Let $a \geq 2$ be a positive integer such that $\log_{10}a$ is irrational. Then for any positive integer $N$ there exist infinitely many powers $a^n$ of $a$ whose decimal representation begins with $N$.
I am not sure how to use the fact that $a^n$ begins with $N$. How should I prove this?
If $\log_{10}(a)\not\in\mathbb{Q}$, by setting $r_n=n\cdot\log_{10}(a)$ and considering the sequence
$$ r_n\pmod{1}$$
we have that such a sequence is dense in the interval $(0,1)$ by the Dirichlet's box principle.
It follows that for infinite values of $n$
$$ r_n \in M_n+\left(\log_{10} 3,\;\log_{10} 4\right), \qquad M_n\in\mathbb{N}^* $$
holds, so $ 10^{r_n} = a^n $ lies between $3\cdot 10^{M_n}$ and $4\cdot 10^{M_n}$ and the first decimal digit of $a^n$ is $3$.
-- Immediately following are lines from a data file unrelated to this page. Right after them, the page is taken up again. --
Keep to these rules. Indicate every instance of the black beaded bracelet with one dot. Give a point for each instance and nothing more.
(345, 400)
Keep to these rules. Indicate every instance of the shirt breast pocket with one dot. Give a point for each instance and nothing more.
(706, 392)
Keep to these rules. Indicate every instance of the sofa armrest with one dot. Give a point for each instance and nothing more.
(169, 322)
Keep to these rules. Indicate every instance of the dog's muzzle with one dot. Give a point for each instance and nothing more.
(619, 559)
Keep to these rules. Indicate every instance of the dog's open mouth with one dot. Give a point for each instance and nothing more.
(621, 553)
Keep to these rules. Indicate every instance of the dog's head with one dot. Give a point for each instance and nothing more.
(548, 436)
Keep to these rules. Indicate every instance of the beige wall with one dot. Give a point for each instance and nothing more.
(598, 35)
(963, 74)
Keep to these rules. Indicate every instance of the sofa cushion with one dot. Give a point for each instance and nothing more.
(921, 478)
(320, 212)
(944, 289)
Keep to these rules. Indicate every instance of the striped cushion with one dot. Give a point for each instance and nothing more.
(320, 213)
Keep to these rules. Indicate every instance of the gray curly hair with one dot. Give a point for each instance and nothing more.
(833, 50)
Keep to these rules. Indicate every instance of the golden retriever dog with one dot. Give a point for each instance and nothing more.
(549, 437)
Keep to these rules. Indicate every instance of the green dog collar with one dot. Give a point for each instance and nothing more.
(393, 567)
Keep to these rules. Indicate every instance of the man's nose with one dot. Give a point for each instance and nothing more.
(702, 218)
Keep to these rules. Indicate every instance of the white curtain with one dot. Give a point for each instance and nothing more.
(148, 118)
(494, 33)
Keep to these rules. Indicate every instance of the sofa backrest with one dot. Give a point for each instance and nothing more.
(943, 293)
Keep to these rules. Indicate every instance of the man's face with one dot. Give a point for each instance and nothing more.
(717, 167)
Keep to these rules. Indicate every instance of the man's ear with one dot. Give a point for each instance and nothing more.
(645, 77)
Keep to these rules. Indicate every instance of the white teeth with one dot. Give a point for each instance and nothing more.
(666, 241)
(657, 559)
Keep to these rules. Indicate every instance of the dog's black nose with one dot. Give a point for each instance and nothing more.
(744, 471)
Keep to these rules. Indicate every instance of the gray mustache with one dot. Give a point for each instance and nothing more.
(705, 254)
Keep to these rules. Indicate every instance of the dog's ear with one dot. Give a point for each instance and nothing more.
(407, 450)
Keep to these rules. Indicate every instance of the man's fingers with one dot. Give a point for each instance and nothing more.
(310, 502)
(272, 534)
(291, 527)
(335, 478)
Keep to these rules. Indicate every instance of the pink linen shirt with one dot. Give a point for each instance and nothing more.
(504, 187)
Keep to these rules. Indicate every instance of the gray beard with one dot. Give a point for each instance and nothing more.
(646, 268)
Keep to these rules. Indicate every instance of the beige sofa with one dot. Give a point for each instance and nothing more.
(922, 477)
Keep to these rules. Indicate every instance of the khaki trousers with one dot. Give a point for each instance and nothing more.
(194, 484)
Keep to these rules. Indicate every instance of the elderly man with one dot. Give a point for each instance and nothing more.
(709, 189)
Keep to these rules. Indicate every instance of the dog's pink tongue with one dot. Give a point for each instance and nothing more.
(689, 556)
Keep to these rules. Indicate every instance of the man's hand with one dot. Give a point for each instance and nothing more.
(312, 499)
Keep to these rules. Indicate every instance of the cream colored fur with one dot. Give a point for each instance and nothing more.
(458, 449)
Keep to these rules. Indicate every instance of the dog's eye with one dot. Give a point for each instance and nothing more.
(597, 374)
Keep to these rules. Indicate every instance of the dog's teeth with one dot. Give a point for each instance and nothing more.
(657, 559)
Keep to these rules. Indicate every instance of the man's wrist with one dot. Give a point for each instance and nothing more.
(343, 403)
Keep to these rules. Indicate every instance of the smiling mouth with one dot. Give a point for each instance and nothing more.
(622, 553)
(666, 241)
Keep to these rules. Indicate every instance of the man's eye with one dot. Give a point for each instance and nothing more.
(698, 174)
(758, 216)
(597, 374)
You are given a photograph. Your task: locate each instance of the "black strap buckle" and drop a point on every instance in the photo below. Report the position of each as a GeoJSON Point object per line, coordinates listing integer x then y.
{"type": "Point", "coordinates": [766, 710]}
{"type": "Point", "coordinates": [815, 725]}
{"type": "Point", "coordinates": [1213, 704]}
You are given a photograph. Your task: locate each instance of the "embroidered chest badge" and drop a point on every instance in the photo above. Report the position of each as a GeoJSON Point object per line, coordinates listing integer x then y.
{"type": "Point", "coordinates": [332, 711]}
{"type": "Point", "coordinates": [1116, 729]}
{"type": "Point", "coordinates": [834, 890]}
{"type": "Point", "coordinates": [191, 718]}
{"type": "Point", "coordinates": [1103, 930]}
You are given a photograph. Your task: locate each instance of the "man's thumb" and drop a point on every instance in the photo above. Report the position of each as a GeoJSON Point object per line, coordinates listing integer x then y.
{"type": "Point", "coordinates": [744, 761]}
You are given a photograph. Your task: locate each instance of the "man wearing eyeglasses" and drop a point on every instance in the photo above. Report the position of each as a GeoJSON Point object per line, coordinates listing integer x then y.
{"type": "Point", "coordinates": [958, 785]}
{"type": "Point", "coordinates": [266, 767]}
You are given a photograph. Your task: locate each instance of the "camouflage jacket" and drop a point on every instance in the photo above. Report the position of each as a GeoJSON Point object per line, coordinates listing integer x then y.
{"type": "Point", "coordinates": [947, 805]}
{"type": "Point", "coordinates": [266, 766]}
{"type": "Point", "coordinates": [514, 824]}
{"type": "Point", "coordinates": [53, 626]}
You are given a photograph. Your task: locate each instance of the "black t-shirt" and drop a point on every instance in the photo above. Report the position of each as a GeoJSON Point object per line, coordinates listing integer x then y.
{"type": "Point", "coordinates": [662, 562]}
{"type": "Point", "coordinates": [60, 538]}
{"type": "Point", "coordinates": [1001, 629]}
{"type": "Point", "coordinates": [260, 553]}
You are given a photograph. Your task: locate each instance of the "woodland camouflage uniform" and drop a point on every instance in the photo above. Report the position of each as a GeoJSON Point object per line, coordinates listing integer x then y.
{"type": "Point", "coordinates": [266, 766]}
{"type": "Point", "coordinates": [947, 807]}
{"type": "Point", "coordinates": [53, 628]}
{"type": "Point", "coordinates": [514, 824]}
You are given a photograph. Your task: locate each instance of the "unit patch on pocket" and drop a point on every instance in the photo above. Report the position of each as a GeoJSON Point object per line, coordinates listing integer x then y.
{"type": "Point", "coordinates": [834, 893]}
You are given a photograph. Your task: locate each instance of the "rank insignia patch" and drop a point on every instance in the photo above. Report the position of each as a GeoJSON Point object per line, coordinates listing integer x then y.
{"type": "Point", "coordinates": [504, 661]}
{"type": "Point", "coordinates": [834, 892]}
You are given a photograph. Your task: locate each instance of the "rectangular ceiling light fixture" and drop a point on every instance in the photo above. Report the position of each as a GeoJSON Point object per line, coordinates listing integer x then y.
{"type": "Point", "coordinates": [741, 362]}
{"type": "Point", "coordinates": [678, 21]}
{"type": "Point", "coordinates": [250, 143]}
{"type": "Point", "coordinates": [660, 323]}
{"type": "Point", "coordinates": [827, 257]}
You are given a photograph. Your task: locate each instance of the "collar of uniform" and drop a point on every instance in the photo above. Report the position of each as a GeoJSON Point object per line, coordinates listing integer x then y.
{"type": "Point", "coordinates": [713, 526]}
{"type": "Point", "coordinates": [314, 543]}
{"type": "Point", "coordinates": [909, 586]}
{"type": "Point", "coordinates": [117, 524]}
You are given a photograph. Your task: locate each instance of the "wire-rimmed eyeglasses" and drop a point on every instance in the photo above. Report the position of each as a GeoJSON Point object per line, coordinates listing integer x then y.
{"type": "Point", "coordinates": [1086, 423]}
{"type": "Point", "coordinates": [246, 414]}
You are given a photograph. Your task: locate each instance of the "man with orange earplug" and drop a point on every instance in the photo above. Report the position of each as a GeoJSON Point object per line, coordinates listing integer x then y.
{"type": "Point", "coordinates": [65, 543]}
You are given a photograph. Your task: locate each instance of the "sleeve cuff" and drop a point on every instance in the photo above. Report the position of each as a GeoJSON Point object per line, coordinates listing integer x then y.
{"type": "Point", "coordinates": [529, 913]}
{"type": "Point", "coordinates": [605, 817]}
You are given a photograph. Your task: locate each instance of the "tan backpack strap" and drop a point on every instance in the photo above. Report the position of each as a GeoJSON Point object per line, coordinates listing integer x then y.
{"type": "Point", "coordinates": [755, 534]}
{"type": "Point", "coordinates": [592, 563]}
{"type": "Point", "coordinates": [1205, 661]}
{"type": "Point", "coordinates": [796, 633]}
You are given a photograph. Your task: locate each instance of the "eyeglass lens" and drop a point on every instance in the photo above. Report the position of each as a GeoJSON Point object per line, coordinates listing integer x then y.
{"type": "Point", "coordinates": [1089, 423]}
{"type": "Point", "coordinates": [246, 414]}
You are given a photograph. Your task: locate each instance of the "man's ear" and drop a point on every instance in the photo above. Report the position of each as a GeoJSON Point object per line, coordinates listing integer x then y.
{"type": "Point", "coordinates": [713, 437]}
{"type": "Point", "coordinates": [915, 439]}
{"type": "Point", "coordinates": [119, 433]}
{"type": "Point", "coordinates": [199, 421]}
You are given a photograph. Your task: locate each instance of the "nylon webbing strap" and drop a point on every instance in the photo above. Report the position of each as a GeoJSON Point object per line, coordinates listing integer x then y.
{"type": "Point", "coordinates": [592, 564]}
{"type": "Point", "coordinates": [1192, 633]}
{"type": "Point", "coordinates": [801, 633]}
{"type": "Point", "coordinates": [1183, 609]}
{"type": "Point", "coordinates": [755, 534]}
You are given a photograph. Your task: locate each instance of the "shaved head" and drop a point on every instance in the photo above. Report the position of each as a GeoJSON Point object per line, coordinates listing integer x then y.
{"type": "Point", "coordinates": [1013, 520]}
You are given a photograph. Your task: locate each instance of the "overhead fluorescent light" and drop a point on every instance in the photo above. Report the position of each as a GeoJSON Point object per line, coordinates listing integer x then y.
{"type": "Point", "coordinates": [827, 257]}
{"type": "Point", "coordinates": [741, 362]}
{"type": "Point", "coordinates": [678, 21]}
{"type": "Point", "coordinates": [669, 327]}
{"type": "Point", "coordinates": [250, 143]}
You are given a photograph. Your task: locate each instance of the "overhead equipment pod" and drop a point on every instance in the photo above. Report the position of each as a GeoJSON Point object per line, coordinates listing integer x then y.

Obviously you may replace $3$ with any digit $\in\{1,2,3,4,5,6,7,8,9\}$ and the same argument still applies. Moreover, with a minor fix (by working with $\log_{100}$, $\log_{1000}$ and so on) we may also prove that the initial substring of the decimal representation can be any substring not starting with a zero.